I had a boss once 20 years ago, and even today--as the chief financial officer of one of Silicon Valley's biggest tech gaming enterprises in the world--he'd very likely remember a single moment we shared late one night at the office.

He was preparing a deck for the CEO to show--the following morning--financial performance, tactics, and a strategy. As he looked across the spreadsheet cells for revenue and expense trends, he wondered aloud how he'd address revenue shortfalls across a certain time period followed by a "hockey stick" jump in revenue later in the year.

"The numbers here, here, and here are just geography, chief," said the head of finance to our boss. "The story is the story. Factor in for timing, and it is what it is."

Timing and geography are well-understood in the high-stakes world of real estate finance, where at any given moment the person you're talking with may have priorities--and accompanying risk management instincts--that extend 36 months from any present moment.

The issue at hand is "bringing forth" among those who look to us as leaders a confidence that we can step back from the surreal chain reaction, and reenter the real world of matters we can have a say in, impact, and celebrate.

So, rather than expect you and your team to "jump fences" and solve now for all of the uncertainty and doubt and volatility that has so shaken confidence, simply inch forward. Take a moment to shout out to someone for being willing and able to improve something now, however slight the improvement may be.

That will have a calming multiplier effect that you'll find to both help tamp down the intensity level of distraction and one that motivates others, and then others who look to those others, and so on across your team members, companies, partners, and customers.

What better time than now to embrace where and how leadership matters so critically to your firm--large or small--being able to do what it does by design. Either you do it that way, or live with the consequences that come with doing things by default.

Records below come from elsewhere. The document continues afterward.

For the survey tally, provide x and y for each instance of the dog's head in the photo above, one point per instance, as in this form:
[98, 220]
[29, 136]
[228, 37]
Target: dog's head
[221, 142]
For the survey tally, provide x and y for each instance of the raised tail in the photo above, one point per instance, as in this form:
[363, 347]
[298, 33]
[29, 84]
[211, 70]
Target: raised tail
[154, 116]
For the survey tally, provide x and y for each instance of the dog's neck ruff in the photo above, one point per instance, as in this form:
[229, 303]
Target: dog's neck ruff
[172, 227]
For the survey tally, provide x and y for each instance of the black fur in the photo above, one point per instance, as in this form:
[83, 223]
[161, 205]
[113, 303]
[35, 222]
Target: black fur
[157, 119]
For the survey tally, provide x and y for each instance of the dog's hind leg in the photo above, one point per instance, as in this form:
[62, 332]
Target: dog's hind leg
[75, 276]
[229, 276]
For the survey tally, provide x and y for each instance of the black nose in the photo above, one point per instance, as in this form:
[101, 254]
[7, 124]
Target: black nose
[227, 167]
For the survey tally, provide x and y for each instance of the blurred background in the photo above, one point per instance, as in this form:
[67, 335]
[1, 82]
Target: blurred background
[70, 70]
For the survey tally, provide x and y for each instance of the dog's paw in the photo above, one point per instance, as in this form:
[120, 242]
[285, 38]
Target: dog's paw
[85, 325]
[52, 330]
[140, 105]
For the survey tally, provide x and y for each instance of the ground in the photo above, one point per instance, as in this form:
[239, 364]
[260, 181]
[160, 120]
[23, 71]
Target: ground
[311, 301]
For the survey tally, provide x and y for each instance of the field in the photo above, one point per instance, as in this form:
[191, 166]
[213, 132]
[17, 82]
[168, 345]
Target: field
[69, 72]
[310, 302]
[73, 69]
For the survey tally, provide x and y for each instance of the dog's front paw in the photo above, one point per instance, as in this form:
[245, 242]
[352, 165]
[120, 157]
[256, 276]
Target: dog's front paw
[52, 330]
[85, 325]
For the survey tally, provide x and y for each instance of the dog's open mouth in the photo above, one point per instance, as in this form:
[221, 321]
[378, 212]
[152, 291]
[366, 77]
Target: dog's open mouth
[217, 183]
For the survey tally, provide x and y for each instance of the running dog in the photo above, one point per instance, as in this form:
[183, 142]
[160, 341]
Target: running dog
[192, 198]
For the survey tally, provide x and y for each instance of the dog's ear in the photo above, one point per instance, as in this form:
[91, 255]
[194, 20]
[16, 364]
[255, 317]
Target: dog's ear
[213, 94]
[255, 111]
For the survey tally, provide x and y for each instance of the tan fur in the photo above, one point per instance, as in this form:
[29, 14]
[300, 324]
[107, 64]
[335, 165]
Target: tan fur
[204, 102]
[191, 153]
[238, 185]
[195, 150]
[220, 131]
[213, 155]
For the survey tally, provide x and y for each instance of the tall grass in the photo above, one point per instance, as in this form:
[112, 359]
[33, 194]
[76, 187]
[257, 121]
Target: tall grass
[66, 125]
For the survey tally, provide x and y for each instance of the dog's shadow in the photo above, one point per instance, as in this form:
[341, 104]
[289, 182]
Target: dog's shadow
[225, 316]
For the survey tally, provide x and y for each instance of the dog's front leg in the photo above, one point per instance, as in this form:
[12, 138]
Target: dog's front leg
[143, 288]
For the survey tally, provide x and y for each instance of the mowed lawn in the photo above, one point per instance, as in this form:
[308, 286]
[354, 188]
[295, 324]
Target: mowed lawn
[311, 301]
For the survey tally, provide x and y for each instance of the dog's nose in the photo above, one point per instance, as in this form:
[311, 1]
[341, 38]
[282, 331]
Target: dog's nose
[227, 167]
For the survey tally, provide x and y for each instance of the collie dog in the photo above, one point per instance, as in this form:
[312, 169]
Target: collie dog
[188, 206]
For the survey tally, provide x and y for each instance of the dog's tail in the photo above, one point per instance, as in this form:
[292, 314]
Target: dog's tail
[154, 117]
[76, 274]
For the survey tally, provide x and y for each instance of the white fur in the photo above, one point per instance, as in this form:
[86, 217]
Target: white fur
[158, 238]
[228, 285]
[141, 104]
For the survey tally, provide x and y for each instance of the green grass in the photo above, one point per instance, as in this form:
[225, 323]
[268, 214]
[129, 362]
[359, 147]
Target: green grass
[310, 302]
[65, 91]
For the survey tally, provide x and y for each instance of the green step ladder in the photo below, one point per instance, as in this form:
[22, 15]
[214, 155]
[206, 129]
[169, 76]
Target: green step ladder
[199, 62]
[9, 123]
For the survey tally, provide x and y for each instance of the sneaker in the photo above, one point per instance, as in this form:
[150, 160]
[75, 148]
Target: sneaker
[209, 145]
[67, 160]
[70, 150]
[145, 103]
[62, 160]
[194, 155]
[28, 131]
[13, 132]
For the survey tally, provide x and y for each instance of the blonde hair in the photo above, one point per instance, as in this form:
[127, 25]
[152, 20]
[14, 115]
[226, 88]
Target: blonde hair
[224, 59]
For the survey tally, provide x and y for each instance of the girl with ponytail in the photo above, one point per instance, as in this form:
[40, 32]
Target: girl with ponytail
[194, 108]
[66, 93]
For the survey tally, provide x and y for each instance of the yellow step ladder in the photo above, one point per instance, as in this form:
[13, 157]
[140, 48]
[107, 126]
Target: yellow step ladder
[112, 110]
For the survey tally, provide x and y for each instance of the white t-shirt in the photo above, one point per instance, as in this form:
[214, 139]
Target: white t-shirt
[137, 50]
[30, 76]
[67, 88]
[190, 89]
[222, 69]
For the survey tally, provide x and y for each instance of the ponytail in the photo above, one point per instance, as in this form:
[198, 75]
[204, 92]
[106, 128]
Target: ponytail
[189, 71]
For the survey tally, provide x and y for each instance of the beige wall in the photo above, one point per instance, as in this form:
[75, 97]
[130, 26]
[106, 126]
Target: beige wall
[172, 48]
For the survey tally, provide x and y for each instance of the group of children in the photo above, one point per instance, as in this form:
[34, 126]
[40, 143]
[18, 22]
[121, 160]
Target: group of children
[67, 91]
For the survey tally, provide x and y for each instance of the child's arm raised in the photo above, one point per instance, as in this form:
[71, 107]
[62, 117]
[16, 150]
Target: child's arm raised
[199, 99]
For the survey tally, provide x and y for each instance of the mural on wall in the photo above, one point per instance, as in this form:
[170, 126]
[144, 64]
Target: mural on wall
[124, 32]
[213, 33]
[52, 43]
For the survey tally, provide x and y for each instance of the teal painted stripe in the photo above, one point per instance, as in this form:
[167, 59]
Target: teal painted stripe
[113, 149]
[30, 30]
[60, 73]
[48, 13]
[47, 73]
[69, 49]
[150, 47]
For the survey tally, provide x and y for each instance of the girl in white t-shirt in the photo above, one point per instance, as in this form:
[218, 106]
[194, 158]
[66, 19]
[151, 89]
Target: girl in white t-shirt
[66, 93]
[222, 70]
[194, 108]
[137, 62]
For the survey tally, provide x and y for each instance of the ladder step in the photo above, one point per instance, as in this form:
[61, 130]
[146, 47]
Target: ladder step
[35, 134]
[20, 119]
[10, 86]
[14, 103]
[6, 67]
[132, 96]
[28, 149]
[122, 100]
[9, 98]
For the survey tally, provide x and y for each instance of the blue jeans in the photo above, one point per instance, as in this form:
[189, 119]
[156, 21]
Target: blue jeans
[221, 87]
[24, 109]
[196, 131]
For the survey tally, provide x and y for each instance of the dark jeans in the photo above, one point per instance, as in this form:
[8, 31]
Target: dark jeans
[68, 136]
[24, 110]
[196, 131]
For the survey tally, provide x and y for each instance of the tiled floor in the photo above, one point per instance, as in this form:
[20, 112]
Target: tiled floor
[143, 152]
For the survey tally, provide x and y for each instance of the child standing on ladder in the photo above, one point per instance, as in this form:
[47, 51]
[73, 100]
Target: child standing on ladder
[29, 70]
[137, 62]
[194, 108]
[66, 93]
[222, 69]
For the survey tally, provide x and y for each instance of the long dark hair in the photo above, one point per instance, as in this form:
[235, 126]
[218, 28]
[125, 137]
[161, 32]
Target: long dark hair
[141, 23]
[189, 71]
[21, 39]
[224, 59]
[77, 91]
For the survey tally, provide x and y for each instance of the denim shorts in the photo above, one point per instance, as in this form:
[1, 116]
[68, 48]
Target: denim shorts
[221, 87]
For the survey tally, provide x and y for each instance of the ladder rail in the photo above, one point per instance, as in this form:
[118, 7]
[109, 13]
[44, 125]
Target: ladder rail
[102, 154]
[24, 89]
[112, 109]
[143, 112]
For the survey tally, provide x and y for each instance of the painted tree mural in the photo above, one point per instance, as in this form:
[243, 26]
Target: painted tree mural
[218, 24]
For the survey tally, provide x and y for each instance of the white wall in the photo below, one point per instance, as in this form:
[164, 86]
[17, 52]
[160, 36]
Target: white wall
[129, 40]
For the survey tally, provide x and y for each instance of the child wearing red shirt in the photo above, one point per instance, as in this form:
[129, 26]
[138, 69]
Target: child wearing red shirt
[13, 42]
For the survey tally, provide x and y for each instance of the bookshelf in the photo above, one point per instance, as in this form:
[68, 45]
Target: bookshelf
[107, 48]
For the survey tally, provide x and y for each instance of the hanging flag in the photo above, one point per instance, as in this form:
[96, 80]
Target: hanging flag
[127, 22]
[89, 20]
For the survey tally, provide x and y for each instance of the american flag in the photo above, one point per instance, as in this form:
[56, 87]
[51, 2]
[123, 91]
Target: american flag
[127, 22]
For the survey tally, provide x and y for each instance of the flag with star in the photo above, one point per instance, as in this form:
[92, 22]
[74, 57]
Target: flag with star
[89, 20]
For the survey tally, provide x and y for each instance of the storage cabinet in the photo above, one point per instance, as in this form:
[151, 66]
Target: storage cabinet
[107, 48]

Home builders tend to be clear-eyed when it comes to working to manage and improve what they control and prepare for and deal well with what they don't.

Design thinking allows them to do both more effectively. No doubt, we'd like more agency right now than we have; externalities are taking on lives of their own.

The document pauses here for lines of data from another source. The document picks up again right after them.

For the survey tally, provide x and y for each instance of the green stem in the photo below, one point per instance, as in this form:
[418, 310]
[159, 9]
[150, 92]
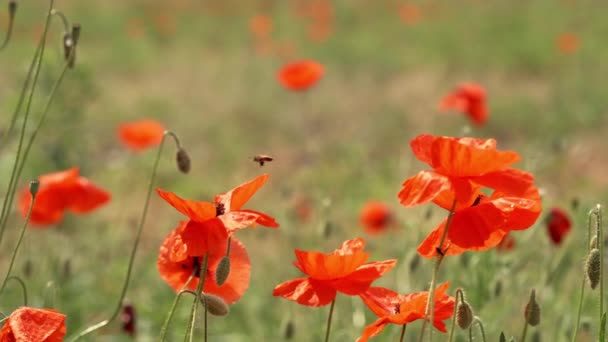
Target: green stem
[402, 333]
[10, 192]
[142, 220]
[163, 330]
[197, 299]
[331, 313]
[430, 303]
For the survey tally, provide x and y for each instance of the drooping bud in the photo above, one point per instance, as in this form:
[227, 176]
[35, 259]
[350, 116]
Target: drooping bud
[215, 304]
[592, 267]
[183, 161]
[532, 312]
[222, 271]
[464, 315]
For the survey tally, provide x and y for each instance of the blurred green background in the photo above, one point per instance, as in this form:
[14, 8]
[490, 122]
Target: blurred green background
[207, 70]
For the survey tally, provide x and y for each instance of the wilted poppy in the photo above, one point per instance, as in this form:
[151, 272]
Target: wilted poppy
[301, 75]
[468, 98]
[225, 211]
[398, 309]
[461, 168]
[142, 134]
[343, 270]
[33, 325]
[558, 225]
[61, 191]
[176, 264]
[376, 217]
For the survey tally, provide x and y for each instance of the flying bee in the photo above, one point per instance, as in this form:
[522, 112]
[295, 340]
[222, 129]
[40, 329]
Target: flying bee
[262, 158]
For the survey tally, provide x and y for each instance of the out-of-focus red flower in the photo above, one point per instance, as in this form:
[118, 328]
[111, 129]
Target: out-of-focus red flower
[301, 75]
[461, 168]
[142, 134]
[33, 325]
[61, 191]
[343, 270]
[398, 309]
[176, 264]
[558, 225]
[376, 217]
[224, 212]
[506, 244]
[568, 43]
[468, 98]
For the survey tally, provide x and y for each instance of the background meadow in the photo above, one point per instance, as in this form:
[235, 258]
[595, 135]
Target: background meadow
[207, 70]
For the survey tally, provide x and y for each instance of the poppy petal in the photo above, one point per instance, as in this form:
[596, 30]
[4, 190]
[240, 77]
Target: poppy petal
[196, 211]
[305, 291]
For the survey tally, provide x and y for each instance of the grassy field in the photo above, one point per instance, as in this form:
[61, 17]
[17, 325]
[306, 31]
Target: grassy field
[196, 67]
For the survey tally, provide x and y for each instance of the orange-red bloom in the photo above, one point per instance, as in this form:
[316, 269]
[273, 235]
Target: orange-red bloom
[142, 134]
[376, 217]
[468, 98]
[61, 191]
[301, 75]
[176, 264]
[558, 225]
[461, 168]
[343, 270]
[225, 212]
[33, 325]
[398, 309]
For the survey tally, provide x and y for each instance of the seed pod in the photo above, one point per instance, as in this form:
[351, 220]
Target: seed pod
[215, 304]
[532, 312]
[464, 315]
[592, 267]
[223, 271]
[183, 161]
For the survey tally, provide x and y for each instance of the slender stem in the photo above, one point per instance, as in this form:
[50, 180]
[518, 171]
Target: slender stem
[197, 299]
[163, 330]
[402, 333]
[10, 192]
[19, 240]
[430, 303]
[133, 251]
[331, 313]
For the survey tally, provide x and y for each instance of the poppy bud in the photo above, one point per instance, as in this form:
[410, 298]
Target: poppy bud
[289, 330]
[222, 271]
[183, 161]
[532, 312]
[464, 315]
[215, 305]
[128, 319]
[34, 186]
[592, 267]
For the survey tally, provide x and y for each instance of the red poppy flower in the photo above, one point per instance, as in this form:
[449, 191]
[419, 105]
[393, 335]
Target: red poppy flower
[468, 98]
[301, 75]
[398, 309]
[176, 265]
[558, 225]
[142, 134]
[33, 325]
[225, 212]
[461, 168]
[61, 191]
[343, 270]
[376, 217]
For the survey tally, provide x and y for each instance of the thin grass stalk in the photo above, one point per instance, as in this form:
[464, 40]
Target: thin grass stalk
[142, 220]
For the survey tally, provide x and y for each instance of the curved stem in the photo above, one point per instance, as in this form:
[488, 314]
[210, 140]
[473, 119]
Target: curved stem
[10, 192]
[331, 313]
[430, 303]
[402, 333]
[163, 330]
[197, 299]
[133, 251]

This is where your intentions, your actions, your willingness to "inch forward" matter.

We'll be featuring design thinking in all its applications and impacts in our upcoming Builder 100 Conference. This conference--which you can register for here if you are an executive with a home building enterprise that closes more than 150 homes a year--takes place on May 11-13, at the Ritz Carlton Laguna Niguel, Dana Point, Calif.

A word now about our plans for the 2020 conference.

The Builder 100 events team, our parent company Hanley Wood and Meyers Research, and our ownership and board of directors, are carefully monitoring developments in the response to the coronavirus crisis, and how COVID-19 may affect our essential mission to serve our audiences and clients, and to assure the well-being of our employees and team members everywhere. At present, given that we are still 62 days out, our plan is to go ahead with the event--provided we can host a safe and healthy conference.

Please stay tuned here, as we will keep you updated on our plans and provisions related to this meeting. If you have registered, or are thinking of registering, and have concerns, please email me directly at [email protected] ....

Meanwhile, inch a little bit farther ahead tomorrow.